В шесть тридцать утра Граса, мальчики и я были на съемочной площадке; кофе мы пили как воду. Площадка оказалась закрытым душным ангаром. Два десятка стационарных вентиляторов работали на полную мощность, но в помещении все равно стояла духота. Вокруг сцены установили три огромные черные камеры на металлических подставках – одна в центре и две по краям. На столбах-лестницах крепились большие прожекторы, заливавшие сцену светом, отчего белый фон резал глаза. Перед самыми съемками по павильону забегали рабочие, выключая вентиляторы.
У Грасы и ребят роль была эпизодическая, не стоящая ресурсов «Фокс», то есть своими прическами и гримом они занимались сами, то же самое касалось одежды: мальчики были в смокингах, а Граса – в своем красном платье «под байяну», с открытыми плечами и широкой юбкой с разрезом впереди, открывающим ноги. Черные, коротко стриженные волосы, кроваво-красная помада, в ушах качаются массивные серьги.

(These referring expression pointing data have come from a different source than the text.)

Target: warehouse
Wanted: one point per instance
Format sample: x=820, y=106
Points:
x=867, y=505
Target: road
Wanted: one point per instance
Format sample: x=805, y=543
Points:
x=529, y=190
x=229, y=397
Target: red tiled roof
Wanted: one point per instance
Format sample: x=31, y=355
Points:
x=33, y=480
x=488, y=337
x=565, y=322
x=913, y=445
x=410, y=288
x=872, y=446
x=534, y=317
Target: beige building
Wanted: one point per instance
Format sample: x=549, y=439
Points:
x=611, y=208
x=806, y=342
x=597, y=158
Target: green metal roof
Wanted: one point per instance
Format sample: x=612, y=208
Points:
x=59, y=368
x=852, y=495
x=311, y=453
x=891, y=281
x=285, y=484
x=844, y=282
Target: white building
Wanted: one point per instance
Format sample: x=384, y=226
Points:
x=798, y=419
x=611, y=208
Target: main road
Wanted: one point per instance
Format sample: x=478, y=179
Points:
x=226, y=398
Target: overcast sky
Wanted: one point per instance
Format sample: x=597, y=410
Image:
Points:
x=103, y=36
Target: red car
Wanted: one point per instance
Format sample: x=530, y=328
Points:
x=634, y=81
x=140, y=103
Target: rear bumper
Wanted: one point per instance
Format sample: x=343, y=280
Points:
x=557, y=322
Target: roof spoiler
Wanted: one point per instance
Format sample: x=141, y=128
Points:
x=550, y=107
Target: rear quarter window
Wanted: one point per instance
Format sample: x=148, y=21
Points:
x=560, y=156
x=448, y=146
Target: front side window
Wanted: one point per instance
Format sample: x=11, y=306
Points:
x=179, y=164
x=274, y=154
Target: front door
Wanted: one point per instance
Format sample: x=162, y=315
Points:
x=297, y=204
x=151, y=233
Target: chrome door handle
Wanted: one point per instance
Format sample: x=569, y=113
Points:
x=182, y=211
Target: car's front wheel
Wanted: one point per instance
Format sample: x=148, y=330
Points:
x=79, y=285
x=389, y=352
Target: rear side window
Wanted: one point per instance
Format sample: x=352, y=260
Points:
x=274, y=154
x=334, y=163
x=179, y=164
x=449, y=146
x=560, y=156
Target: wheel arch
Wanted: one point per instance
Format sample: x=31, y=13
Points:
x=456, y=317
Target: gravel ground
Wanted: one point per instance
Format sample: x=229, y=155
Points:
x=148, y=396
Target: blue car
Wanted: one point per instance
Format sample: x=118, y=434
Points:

По знаку режиссера Граса направилась к отмеченному для нее на сцене месту, ее огромные платформы громко стучали по деревянному полу.
– Стоп! – взревел режиссер. – Лео! Наклей, что ли, войлок ей на подошвы. Топочет, как кобыла.
После того как костюмер вернул ей туфли, Граса и мальчики снова получили указание пройти к своим меткам. Настала тишина. Затрещала камера.
Если не считать съемочной группы, клуб был пуст. Здесь не сновали официантки. Не позванивали бокалы, не стелился бархатистый сигаретный дым. Никто не смеялся, не переговаривался. Не аплодировал. Но Грасе надо было делать вид, что все это есть. Надо было улыбаться и изображать, что на нее смотрят сотни людей. Погрозить пальцем воображаемому мужчине в первом ряду и подмигнуть его даме. К концу первой песни Граса стояла на краю сцены, ее грудь вздымалась и опадала, над губой блестели капли пота.